Running ONNX Inference on BlueField ARM
The BlueField-3's ARM cores run a standard Aarch64 Linux. ONNX Runtime runs on it directly:
#include <onnxruntime_c_api.h>
struct ort_session {
OrtEnv *env;
OrtSession *session;
OrtMemoryInfo *memory_info;
};
struct ort_session *load_model(const char *model_path) {
struct ort_session *ctx = calloc(1, sizeof(*ctx));
const OrtApi *ort = OrtGetApiBase()->GetApi(ORT_API_VERSION);
ort->CreateEnv(ORT_LOGGING_LEVEL_WARNING, "traffic_intel", &ctx->env);
OrtSessionOptions *opts;
ort->CreateSessionOptions(&opts);
ort->SetIntraOpNumThreads(opts, 4); /* Use 4 ARM cores */
ort->CreateSession(ctx->env, model_path, opts, &ctx->session);
ort->CreateCpuMemoryInfo(OrtArenaAllocator, OrtMemTypeDefault,
&ctx->memory_info);
ort->ReleaseSessionOptions(opts);
return ctx;
}
float infer_anomaly_score(struct ort_session *ctx, float *features) {
const OrtApi *ort = OrtGetApiBase()->GetApi(ORT_API_VERSION);
int64_t shape[] = {1, FEATURE_DIM};
OrtValue *input_tensor;
ort->CreateTensorWithDataAsOrtValue(
ctx->memory_info, features,
FEATURE_DIM * sizeof(float),
shape, 2, ONNX_TENSOR_ELEMENT_DATA_TYPE_FLOAT,
&input_tensor
);
const char *input_names[] = {"features"};
const char *output_names[] = {"score"};
OrtValue *output_tensor = NULL;
ort->Run(ctx->session, NULL,
input_names, (const OrtValue *const *)&input_tensor, 1,
output_names, 1, &output_tensor);
float *score_data;
ort->GetTensorMutableData(output_tensor, (void **)&score_data);
float score = score_data[0];
ort->ReleaseValue(input_tensor);
ort->ReleaseValue(output_tensor);
return score;
}
At Cisco, this approach improved encrypted traffic anomaly classification accuracy by 24% compared to host-based sampling — the DPU sees every packet, not a sampled subset.
Performance Results
Moving AI inference from host to DPU:
| Metric | Host-based | DPU-based |
|--------|-----------|-----------|
| Host CPU utilization | 29% (inference threads) | <1% |
| Packets sampled | ~15% (sampling required) | 100% (inline) |
| Classification accuracy | Baseline | +24% |
| Inference latency | 2–8ms (scheduling jitter) | 0.8ms (dedicated ARM) |
The host CPU gains back those cycles for application workloads. The DPU's ARM cores run at lower clock speeds than host CPUs but have dedicated access to the packet stream — no scheduling jitter, no cache competition.
Practical Considerations
DOCA version pinning. DOCA APIs change between releases. Pin your DOCA version in your build system and test before upgrading. The BlueField firmware version must match the DOCA SDK version.
ARM vs. host compilation. Applications running on the DPU's ARM cores must be cross-compiled for Aarch64, or compiled natively on the DPU itself. A common development workflow: cross-compile on x86 dev machine, deploy to DPU over SSH.
Shared memory with host. The DPU and host share a memory region accessible from both sides. Use this for control plane communication — status updates, configuration — not data plane (too slow).
Debugging. Standard Linux debugging tools work on the DPU: gdb, strace, perf. The DPU exposes a management network interface — SSH directly onto the ARM Linux for interactive debugging.
When to Use a DPU
DPU offloading makes sense when:
- You need 100% packet visibility (sampling is unacceptable)

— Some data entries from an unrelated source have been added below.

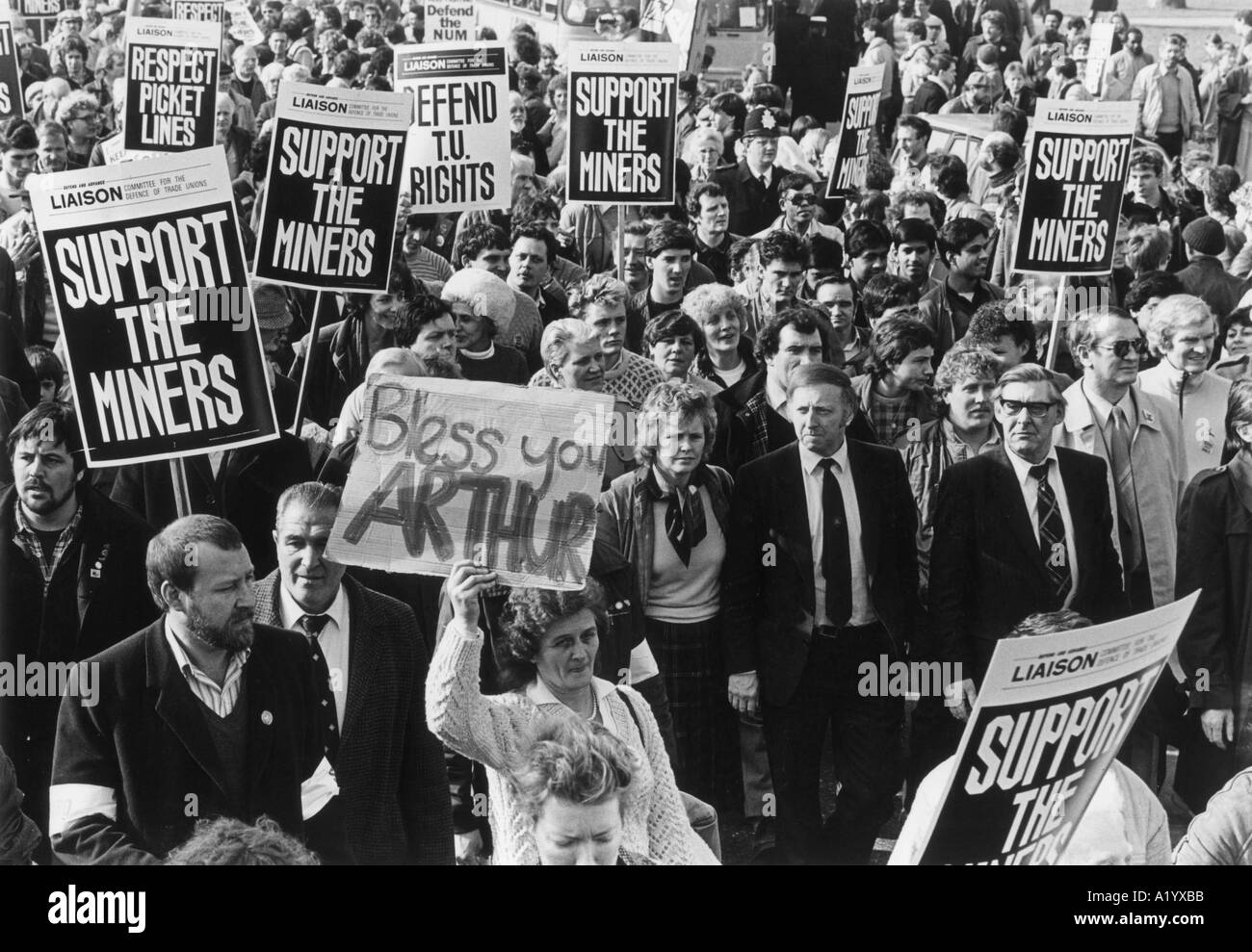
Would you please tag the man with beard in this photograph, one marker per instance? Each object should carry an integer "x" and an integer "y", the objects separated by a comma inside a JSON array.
[
  {"x": 73, "y": 583},
  {"x": 200, "y": 714}
]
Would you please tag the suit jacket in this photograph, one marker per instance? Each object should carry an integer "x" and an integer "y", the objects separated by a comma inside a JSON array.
[
  {"x": 747, "y": 426},
  {"x": 96, "y": 597},
  {"x": 146, "y": 742},
  {"x": 13, "y": 408},
  {"x": 751, "y": 205},
  {"x": 393, "y": 787},
  {"x": 1160, "y": 466},
  {"x": 985, "y": 569},
  {"x": 245, "y": 491},
  {"x": 769, "y": 604},
  {"x": 1214, "y": 555}
]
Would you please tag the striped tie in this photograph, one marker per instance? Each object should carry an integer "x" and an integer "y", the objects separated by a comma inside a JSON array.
[
  {"x": 1052, "y": 538},
  {"x": 1131, "y": 533}
]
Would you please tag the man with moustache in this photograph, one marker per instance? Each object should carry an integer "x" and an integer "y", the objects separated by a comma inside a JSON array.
[
  {"x": 71, "y": 581},
  {"x": 371, "y": 666},
  {"x": 201, "y": 714}
]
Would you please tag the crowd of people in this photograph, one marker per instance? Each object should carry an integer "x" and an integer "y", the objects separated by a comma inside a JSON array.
[{"x": 860, "y": 438}]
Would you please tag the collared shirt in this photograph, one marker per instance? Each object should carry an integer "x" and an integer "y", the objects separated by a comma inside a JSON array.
[
  {"x": 1103, "y": 409},
  {"x": 542, "y": 697},
  {"x": 776, "y": 397},
  {"x": 221, "y": 700},
  {"x": 1030, "y": 493},
  {"x": 33, "y": 547},
  {"x": 333, "y": 641},
  {"x": 863, "y": 609}
]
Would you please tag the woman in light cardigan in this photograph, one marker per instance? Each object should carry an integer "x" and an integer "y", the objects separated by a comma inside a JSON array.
[
  {"x": 670, "y": 519},
  {"x": 549, "y": 656}
]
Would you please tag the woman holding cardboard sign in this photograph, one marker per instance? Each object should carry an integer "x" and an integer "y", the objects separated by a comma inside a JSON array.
[{"x": 547, "y": 656}]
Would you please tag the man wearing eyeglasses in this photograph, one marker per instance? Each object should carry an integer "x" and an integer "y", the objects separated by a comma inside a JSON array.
[
  {"x": 797, "y": 199},
  {"x": 1139, "y": 437},
  {"x": 1021, "y": 529}
]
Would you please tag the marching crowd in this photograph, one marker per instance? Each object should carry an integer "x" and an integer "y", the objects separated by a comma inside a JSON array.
[{"x": 862, "y": 438}]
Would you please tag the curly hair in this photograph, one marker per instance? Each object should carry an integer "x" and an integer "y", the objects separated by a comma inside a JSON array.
[
  {"x": 601, "y": 289},
  {"x": 671, "y": 324},
  {"x": 1177, "y": 310},
  {"x": 1147, "y": 249},
  {"x": 226, "y": 840},
  {"x": 781, "y": 245},
  {"x": 421, "y": 310},
  {"x": 963, "y": 363},
  {"x": 893, "y": 341},
  {"x": 712, "y": 300},
  {"x": 676, "y": 401},
  {"x": 526, "y": 618},
  {"x": 574, "y": 759}
]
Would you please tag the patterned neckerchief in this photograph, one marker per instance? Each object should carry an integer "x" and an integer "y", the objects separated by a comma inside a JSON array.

- Host CPU cycles are scarce
- Per-flow state that must survive host OS restarts
- Latency-sensitive enforcement (drop before host sees the packet)
It's overkill when:
- Traffic volumes are low
- Sampling is acceptable
- You don't control the hardware stack
The BlueField is genuinely powerful infrastructure. DOCA is a solid SDK for it. The learning curve is real — you're programming two systems simultaneously (DPU Linux + hardware flow tables) — but the capability it unlocks is unique.